Japanese architects Maker have completed a Hiroshima restaurant where timber slats on the ceiling descend around the dining tables.
These vertical batons create privacy screens between tables and corridors at the Kurogane restaurant.
Hanging fabric creates additional screens between individual tables.
Maker also recently completed a hair salon with untreated timber booths and gauze partitions - see our earlier story here.
Photography is by Shigeki Orita.
Here are a few words from Maker:
Kurogane by Maker
Noncommittally, three-dimensionally, ‘Kurogane’, the restaurant of Hiroshima-styled teppan-yaki(dishes on a hot plate), is on the second floor of the building in the city area of Hiroshima.

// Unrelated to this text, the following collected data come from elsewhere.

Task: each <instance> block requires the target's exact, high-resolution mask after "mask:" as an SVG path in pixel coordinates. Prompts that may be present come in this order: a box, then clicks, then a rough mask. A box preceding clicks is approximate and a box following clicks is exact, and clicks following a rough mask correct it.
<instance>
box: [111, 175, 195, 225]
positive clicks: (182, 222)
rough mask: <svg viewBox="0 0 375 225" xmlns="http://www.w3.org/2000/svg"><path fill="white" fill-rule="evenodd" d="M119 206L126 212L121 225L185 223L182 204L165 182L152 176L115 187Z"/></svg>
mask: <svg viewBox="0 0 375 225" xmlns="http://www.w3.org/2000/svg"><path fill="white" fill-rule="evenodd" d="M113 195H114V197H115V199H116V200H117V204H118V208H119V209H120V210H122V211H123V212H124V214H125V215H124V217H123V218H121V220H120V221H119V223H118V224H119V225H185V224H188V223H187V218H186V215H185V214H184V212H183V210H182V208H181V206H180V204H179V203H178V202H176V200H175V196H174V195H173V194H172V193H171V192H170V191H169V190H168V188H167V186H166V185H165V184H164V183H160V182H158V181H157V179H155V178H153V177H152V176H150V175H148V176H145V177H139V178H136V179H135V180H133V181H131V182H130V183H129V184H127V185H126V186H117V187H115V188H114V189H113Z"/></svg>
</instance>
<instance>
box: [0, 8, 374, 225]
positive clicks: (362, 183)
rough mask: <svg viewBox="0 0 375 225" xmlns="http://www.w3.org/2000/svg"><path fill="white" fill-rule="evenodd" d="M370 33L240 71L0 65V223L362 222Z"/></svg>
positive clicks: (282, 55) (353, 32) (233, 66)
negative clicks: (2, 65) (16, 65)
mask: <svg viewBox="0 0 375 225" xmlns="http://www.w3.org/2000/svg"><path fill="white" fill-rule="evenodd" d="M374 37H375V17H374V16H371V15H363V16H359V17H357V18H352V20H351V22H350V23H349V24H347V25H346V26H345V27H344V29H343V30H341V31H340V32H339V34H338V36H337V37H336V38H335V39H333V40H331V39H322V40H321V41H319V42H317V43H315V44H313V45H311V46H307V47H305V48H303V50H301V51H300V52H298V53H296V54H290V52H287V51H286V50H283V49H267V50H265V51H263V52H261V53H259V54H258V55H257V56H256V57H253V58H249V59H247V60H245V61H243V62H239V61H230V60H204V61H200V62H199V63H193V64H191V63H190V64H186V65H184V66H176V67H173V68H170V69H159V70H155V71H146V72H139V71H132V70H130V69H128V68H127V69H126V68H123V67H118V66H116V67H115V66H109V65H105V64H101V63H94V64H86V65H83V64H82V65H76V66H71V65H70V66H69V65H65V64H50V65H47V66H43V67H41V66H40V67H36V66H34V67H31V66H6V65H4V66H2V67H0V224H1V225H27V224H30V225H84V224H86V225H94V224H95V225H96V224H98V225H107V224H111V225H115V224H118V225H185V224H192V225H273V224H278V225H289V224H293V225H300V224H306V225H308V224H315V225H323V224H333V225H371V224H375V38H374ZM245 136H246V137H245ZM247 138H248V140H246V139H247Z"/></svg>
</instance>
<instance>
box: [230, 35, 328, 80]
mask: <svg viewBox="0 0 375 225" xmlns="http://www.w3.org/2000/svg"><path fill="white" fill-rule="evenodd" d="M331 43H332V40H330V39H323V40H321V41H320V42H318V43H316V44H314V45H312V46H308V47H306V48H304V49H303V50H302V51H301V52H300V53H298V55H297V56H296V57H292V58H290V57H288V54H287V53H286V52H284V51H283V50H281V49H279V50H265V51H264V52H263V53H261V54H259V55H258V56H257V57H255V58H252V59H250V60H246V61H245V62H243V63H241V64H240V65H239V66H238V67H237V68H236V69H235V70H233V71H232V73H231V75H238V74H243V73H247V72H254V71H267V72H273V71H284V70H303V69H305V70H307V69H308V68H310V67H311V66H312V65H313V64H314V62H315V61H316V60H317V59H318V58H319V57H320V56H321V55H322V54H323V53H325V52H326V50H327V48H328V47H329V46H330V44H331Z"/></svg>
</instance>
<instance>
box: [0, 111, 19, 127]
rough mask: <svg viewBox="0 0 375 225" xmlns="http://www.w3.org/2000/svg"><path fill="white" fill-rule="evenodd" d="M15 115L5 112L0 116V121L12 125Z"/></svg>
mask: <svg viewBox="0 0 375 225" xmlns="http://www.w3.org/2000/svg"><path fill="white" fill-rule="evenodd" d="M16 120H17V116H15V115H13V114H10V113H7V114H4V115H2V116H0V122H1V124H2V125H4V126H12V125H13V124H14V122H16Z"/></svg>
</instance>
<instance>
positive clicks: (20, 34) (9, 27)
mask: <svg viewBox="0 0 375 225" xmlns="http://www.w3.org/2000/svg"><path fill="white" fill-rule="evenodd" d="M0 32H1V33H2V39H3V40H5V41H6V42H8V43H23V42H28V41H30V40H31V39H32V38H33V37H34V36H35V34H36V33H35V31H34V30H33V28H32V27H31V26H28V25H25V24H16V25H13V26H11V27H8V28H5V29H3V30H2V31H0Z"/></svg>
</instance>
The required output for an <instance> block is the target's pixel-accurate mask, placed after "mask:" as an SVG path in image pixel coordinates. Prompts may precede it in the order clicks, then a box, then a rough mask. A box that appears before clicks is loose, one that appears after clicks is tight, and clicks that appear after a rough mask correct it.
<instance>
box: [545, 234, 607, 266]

The owner had wanted to make a restaurant of teppan-yaki familiar with women. We designed the clean natural space with wood based on her wish.
The most characteristic part is wooden louvers. These are used for partitions and the ceiling, and cover the inside of the restaurant.
Their layer and shade make us feel depth and a cubic effect.
Passing an entrance, there is the inside space directed by warming lightings and louvers.
louvered partitions vaguely divide seats and a service lead.
Because of them, visitors can observe visitor’s appearances through them, and give fine quickly service.
Louvers play functional and ornamental role and give a feel of unification.
This design is simple but three-dimensionally, and this restaurant makes good mood pursuing of distance between visitors and staffs.